Most
Sri Lankans have no retirement plan
By Romesh Angunawela
(The writer is a financial advisor)
If you have
been thinking of postponing your retirement plan or not taking much
interest in preparing for your retirement, it is time that you consider
the following:
* Eventually,
everyone retires, with the exception of some being forced to retire
due to a serious illness or an accident.
* Whether you
have adequate savings to support your retirement needs as job opportunities
are rare at retirement.
* Are you counting
on depending on your children who will have their own goals to achieve,
which in turn will severely restrict their disposable income?
* Are you ignoring
the rising cost of medical treatment which will represent a large
proportion of your retirement income?
Retirement planning
is definitely an important task that needs to be covered in any
individual's overall financial plan. However, planning early for
your retirement goals has always being the best method of overcoming
unexpected difficulties at retirement.
Unfortunately,
Sri Lanka has 58 percent of its population with no pension plan
of any sort. The current pension plans in existence (EPF, ETF, PSPF,
WOP) would definitely not meet your retirement needs as these funds
are poorly managed and are not indexed properly for inflation.
In order for
your retirement plan to be ready at retirement:
* Are you sure
you are investing enough for your retirement?
* Are your investment
returns meeting your expectations?
* Do you spend
your nights dreaming of a retirement free of worry, or do you toss
and turn in your sleep?
The only answer
you will want to hear is "Yes". But if you are uncertain
in any way, (for example: are your investment returns higher than
the inflation rate?), the sooner you begin to address these issues
the better.
Inflation is
the hidden enemy. It can seriously erode purchasing power. Many
people tend to ignore the effects of inflation. Let us look at an
example to better understand the effects of inflation.
Assume you invest
one million rupees in a bank which gives an interest of 10 percent
a year.
* At the end
of the first year your account balance would stand at (capital plus
interest) Rs. 1,100,000.00.
But if inflation
in that particular year was 12 percent then your overall return
would definitely surprise you.
* Account balance
- end of the year (capital+interest) =Rs. 1,100,000.00.
* Inflation at 12 percent a year (1,000,000 x 12%) =Rs. (120,000.00).
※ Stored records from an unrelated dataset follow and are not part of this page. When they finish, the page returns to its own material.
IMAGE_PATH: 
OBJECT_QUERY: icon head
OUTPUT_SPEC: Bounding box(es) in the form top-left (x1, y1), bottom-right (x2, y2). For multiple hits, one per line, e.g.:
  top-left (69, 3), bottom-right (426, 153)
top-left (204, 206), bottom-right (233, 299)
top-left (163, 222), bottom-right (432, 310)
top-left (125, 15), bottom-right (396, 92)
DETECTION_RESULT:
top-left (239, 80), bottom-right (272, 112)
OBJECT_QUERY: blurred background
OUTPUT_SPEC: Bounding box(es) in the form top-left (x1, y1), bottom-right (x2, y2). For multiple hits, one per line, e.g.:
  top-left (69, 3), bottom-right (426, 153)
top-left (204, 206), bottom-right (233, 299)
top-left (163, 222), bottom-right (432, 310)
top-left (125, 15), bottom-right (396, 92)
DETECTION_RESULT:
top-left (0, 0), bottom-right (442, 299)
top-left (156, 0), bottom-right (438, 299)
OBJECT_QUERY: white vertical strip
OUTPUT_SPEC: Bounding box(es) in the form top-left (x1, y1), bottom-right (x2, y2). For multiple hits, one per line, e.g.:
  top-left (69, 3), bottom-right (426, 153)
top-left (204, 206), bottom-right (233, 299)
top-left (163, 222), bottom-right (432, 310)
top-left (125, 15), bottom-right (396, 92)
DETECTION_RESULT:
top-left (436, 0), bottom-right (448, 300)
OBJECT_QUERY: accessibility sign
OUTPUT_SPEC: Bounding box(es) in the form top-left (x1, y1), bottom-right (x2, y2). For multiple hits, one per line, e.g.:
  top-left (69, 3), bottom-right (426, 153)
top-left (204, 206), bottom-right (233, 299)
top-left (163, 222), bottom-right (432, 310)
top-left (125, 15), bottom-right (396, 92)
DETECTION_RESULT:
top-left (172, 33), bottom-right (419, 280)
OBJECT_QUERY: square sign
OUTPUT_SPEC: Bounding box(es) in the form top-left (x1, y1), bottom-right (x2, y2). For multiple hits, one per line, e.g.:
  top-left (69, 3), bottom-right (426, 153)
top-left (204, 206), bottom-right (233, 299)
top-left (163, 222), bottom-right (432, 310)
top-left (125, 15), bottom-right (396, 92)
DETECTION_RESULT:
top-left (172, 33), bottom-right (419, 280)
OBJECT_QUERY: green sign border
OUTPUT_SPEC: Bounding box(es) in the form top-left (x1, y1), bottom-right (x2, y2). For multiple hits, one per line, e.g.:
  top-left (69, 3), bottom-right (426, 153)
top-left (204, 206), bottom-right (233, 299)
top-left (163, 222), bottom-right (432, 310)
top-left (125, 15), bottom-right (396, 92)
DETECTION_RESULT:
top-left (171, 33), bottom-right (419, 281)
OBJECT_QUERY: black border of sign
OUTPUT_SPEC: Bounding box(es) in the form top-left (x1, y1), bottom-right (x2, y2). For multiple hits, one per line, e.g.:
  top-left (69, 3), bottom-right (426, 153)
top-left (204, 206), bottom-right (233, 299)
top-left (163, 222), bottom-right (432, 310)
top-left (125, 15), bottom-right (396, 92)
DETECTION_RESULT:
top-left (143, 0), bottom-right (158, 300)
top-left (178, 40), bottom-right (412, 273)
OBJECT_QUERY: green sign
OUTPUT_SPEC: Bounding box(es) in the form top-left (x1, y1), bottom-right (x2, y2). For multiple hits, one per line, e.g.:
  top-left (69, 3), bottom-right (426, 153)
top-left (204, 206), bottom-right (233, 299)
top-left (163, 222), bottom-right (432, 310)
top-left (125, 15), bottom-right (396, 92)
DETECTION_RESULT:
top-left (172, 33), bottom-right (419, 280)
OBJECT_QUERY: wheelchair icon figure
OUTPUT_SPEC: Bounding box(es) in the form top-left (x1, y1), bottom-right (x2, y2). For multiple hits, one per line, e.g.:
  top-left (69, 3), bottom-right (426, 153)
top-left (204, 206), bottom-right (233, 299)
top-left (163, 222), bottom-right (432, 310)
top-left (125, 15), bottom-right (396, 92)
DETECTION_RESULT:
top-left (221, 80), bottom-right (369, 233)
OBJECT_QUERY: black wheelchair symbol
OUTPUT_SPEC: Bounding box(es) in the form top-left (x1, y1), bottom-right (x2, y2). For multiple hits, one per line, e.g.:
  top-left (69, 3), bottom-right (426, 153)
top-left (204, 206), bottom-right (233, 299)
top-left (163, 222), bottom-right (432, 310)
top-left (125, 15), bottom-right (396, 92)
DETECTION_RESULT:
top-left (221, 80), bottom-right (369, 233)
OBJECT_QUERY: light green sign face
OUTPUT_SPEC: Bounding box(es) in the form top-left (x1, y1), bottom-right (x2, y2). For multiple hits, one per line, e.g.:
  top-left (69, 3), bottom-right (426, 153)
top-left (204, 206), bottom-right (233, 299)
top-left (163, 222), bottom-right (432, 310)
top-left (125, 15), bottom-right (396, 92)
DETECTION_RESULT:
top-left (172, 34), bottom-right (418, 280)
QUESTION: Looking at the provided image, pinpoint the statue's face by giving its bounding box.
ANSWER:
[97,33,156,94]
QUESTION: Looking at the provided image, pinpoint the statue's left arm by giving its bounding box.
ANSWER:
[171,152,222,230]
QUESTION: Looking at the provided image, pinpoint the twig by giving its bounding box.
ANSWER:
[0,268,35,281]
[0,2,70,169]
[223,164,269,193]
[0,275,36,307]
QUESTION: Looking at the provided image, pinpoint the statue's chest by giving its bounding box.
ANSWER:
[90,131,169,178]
* Actual value of your initial capital =Rs. 980,000.00.
Inflation has
the capacity to eat up your capital. The million rupees in the beginning
of the year dropped to Rs. 980,000 with an inflation rate of 12
percent a year. Sri Lanka's inflation rate had been as high as 16
percent a year. So it is essential to take inflation into account
when planning for retirement.
There are four
major steps to evaluate when planning for your retirement.
* How much have
you saved for retirement?
The amount of
savings you already have will no doubt play an important role in
building the portfolio you require to support your retirement needs.
It is important to find out whether your savings are invested properly
in order to maximise your returns and to keep in line with your
risk tolerance. For example: If you are an individual with a poor
risk tolerance but have invested in an institution (e.g. finance
company, junk bonds) to gain a better interest rate (3-4 percent
higher than that paid by a conventional bank), it is time you change
your investment strategy as the present investment is not worth
the sleepless nights you have been having.
* How much do
you expect to receive in government / corporate pension plans?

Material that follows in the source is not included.